With only a season and a half left to go, Game of Thrones is ramping up the rampage in a big way. With characters, fleets, and armies seeming to fly at will across the width and breadth of Westeros—even when they don’t have dragons—the show may be opening itself up to questions of impractical logistics that it’s never encountered before, but the results for the viewer are undeniably thrilling.
Case in point, the battle that capped last night’s episode, “The Spoils of War”, which saw Jamie and Bronn come face to face with the Dothraki horde and the Mother of Dragons herself, sitting pretty on the back on Drogon. It was the first confrontation between the Targaryens and the Lannisters with major players on both sides (sorry, Euron), and the result was some of the most stressful television I’ve watched in a long time.
The Battle of the Bastards, from season five’s ninth episode “Battle of the Bastards”, was captivating television, a kind of spectacle that had never been attempted on television at that scale before. But it wasn’t really that stressful, at least not for me. While the show went out of its way to have Melisandre remark that it was entirely possible the Lord of Light brought Jon back form the dead just so he could die again in that battle, I never considered that that’s what would actually happen. The main tension in that battle wasn’t in whether a beloved character would live or die, but in the buildup to seeing Ramsay finally get his comeuppance for all the horrendous shit he’d done.
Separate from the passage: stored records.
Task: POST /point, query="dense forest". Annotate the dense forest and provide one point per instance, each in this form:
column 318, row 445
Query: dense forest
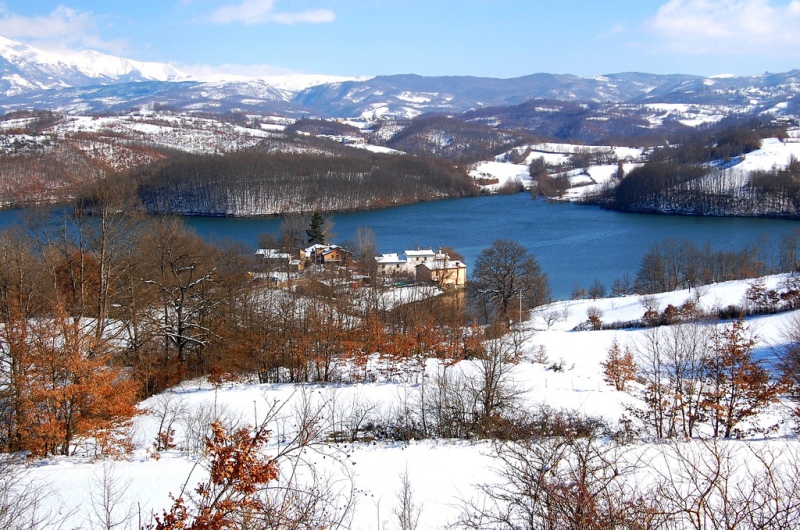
column 252, row 183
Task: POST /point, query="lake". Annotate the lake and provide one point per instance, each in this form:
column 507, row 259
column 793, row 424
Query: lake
column 574, row 244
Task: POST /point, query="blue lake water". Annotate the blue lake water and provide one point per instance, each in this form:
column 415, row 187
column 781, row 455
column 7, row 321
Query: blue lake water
column 574, row 244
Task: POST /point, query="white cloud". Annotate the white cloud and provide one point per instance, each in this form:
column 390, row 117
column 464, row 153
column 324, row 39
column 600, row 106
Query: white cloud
column 731, row 27
column 263, row 11
column 64, row 28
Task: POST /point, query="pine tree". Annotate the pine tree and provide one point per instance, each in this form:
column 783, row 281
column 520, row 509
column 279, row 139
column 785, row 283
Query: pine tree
column 316, row 230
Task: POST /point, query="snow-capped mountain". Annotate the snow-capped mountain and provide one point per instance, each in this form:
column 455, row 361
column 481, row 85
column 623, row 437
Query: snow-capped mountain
column 91, row 82
column 25, row 69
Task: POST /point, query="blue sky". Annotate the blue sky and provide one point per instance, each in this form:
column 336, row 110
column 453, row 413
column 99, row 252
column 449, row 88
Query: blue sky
column 495, row 38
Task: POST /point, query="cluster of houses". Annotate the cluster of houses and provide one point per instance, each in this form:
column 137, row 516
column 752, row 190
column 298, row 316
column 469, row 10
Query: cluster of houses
column 424, row 266
column 421, row 265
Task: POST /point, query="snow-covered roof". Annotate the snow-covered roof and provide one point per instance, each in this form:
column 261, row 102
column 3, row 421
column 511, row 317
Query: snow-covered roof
column 273, row 253
column 443, row 265
column 419, row 253
column 385, row 259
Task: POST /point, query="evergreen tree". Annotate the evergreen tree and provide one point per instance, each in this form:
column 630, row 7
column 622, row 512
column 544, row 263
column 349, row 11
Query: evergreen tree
column 316, row 230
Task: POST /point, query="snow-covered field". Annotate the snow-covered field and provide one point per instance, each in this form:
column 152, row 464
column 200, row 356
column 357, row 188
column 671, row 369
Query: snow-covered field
column 443, row 472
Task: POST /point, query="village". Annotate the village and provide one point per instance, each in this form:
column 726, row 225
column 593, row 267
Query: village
column 417, row 266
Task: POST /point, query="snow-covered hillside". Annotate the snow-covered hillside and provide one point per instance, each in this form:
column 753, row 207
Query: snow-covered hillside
column 559, row 367
column 27, row 68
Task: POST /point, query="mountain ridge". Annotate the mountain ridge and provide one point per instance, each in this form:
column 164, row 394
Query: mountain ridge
column 91, row 82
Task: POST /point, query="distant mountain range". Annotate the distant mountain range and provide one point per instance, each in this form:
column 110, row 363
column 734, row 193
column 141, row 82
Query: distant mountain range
column 90, row 82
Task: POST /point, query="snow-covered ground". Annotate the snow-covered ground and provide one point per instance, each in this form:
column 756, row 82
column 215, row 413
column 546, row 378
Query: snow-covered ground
column 773, row 153
column 502, row 172
column 443, row 472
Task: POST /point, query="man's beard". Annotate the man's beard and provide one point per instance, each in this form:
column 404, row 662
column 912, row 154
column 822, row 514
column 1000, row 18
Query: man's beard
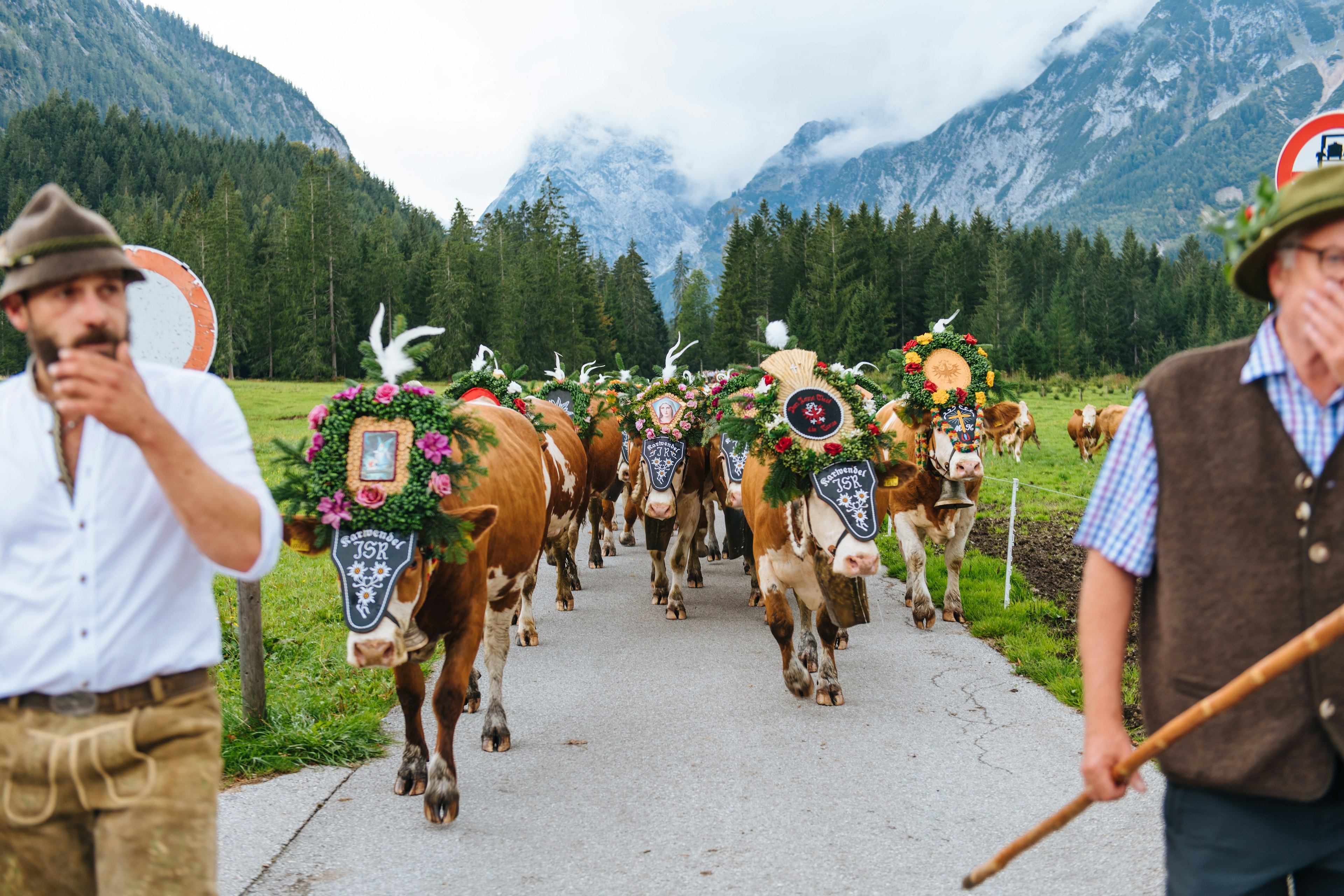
column 48, row 351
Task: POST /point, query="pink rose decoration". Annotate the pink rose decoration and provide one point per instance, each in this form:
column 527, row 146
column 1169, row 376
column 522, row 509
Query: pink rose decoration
column 440, row 484
column 435, row 445
column 334, row 510
column 371, row 496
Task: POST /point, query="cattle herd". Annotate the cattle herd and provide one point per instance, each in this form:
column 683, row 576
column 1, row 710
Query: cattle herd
column 541, row 481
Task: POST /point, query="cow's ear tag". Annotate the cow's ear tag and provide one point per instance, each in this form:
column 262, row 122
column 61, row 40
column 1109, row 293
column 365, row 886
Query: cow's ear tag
column 734, row 457
column 848, row 488
column 662, row 457
column 369, row 564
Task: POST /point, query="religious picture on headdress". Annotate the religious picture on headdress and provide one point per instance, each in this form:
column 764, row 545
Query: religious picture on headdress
column 664, row 410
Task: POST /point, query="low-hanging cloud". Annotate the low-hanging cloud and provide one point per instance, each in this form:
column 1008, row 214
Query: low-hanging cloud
column 444, row 100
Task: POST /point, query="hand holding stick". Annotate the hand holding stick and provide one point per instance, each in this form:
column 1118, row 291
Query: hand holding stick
column 1294, row 653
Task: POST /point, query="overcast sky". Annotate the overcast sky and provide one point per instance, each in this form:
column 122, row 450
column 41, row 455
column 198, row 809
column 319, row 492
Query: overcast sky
column 444, row 97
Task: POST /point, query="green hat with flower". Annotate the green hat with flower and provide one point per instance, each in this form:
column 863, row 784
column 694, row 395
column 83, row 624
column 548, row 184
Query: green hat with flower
column 1254, row 233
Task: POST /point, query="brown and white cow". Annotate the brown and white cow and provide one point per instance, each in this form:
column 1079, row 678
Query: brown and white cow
column 678, row 506
column 803, row 546
column 1108, row 422
column 566, row 484
column 455, row 604
column 912, row 495
column 1083, row 432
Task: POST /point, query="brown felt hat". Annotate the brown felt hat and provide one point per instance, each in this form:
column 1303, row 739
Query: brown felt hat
column 54, row 240
column 1310, row 201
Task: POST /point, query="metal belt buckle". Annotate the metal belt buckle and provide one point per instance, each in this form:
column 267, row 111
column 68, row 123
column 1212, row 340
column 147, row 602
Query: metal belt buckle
column 77, row 703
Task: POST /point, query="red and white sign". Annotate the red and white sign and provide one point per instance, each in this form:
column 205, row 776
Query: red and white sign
column 1318, row 143
column 173, row 320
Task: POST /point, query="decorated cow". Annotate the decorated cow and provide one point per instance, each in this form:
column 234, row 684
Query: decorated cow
column 941, row 417
column 808, row 493
column 433, row 514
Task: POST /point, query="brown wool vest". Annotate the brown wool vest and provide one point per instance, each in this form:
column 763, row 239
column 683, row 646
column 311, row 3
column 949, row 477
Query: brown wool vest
column 1237, row 574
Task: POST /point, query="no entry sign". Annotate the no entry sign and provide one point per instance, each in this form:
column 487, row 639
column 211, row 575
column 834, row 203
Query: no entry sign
column 1318, row 143
column 173, row 320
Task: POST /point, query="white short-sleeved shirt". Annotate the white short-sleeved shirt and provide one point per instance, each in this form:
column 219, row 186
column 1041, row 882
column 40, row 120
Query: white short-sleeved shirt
column 103, row 589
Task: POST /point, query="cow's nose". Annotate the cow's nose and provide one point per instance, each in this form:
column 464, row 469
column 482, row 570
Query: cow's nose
column 863, row 565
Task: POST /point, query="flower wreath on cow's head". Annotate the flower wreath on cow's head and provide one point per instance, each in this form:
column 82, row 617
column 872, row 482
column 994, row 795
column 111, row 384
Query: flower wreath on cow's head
column 572, row 397
column 379, row 464
column 498, row 386
column 947, row 375
column 803, row 417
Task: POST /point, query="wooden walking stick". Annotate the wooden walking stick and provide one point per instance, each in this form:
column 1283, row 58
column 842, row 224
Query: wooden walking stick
column 1315, row 640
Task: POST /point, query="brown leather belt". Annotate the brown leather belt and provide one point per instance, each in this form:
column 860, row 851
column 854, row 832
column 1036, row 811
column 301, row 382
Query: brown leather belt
column 147, row 694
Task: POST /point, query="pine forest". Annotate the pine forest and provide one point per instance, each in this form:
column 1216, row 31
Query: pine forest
column 299, row 248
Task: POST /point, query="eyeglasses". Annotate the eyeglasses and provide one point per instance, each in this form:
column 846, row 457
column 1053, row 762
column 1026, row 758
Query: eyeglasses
column 1330, row 258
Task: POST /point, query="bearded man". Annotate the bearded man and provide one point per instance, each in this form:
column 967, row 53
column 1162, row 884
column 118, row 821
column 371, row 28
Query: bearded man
column 1222, row 493
column 127, row 487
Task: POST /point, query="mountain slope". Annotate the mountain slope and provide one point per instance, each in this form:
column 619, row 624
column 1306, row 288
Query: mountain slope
column 118, row 51
column 617, row 186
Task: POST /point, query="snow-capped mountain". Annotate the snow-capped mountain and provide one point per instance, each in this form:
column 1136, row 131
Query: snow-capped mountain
column 617, row 186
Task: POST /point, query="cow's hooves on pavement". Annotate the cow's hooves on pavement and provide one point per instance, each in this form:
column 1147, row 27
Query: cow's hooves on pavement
column 828, row 695
column 798, row 680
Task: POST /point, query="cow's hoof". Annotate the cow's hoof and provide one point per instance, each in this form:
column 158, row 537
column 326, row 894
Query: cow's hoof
column 828, row 695
column 412, row 776
column 441, row 793
column 798, row 680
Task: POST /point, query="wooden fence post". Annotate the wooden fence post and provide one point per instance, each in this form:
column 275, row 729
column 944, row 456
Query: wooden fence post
column 252, row 651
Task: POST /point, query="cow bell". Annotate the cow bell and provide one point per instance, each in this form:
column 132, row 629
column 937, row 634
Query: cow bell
column 953, row 496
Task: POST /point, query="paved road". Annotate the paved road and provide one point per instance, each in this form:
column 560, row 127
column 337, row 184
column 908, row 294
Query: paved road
column 655, row 757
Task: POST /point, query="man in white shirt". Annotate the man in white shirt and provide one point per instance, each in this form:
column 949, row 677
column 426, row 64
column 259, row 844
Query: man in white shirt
column 127, row 487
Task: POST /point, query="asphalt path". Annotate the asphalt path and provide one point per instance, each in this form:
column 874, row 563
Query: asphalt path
column 655, row 757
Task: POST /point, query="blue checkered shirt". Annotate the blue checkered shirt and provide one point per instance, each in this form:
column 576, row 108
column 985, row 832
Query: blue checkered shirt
column 1121, row 519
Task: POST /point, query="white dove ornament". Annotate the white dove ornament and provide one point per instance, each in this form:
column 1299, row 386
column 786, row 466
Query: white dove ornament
column 392, row 360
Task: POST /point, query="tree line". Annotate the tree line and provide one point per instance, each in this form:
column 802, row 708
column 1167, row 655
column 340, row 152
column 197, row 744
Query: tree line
column 299, row 248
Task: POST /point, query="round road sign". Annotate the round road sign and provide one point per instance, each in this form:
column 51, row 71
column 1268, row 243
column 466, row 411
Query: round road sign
column 173, row 320
column 1319, row 141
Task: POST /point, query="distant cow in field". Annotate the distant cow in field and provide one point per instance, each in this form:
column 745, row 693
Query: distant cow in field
column 1083, row 432
column 455, row 602
column 912, row 493
column 1108, row 422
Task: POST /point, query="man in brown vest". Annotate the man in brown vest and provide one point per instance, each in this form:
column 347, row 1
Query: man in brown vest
column 1222, row 493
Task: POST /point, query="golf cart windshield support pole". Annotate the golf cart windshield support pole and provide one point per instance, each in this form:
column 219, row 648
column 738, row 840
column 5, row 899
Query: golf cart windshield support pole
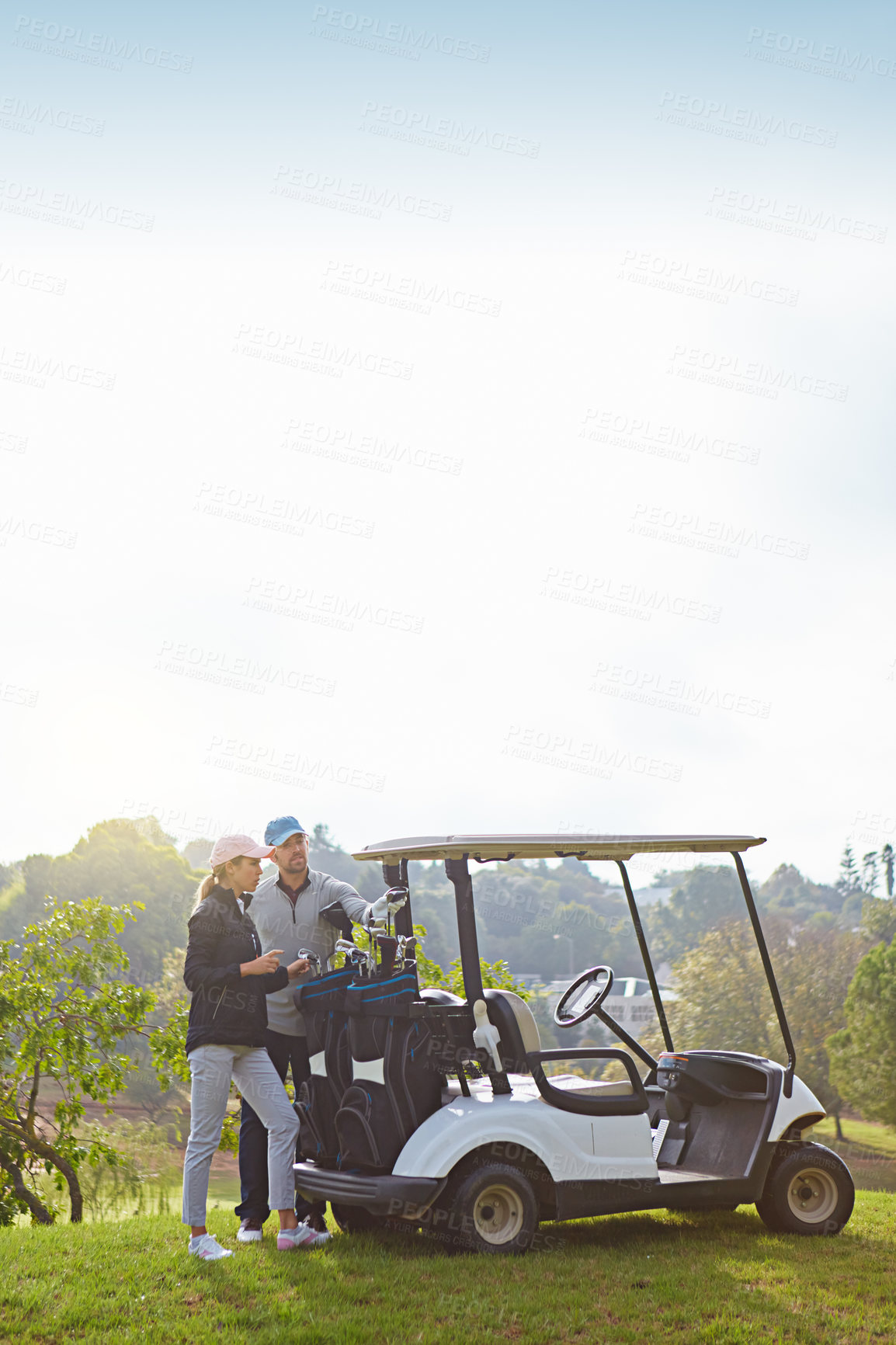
column 396, row 876
column 769, row 974
column 644, row 954
column 457, row 873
The “Spoils of War” battle was an entirely different animal. Here, for the first time, was a battle with characters on both sides that we’ve genuinely come to root for. Watching this battle, I had no idea what was going to happen; more significantly, I had no idea what I wanted to happen. I love Jamie and Bronn, but I also love Dany and her dragons. I want Daenerys to win the Iron Throne, but I also have a lot invested in Jamie surviving long enough to kill Cersei.
The fact that Bronn and Jamie are still serving Cersei’s interests does make them the objective bad guys in this battle since Cersei is the evilest character remaining on the show, Night King included. But this is Westeros, baby; ain’t no one got their hands clean in this Game of Thrones, and if we didn’t feel for characters that have done distasteful shit, now that Hodor’s dead we wouldn’t have anybody to root for. I like Jamie and Bronn, and I don’t want to see them get mowed down by a dragon.
Sadly for me, then, one of them is definitely dead, and it’s probably Bronn. Benioff and Weiss have to take someone off the board for that battle to have any real weight, and while Bronn’s been around for a long time and is well-liked in the fandom he’s not in any way essential to the story. It will be very useful, however, for Jamie to get a firsthand glimpse at the different approach to queening that Dany takes from Cersei—although burning hapless Lannister grunts to ash isn’t exactly her best look.
Lay out all the pieces and it’s pretty obvious that’s the way “The Spoils of War” had to play out. But that doesn’t change how tense it was in the moment. This battle was great storytelling, putting our sympathies for characters on different sides of the battlefield in conflict in the same way the characters are in conflict with each other. We’ve always known that there would ultimately be one winner in the Game of Thrones, but now that events are reaching their conclusion, only the characters we care about the most are left standing. Watching how things play out is only going to get more stressful from here, and I can’t wait.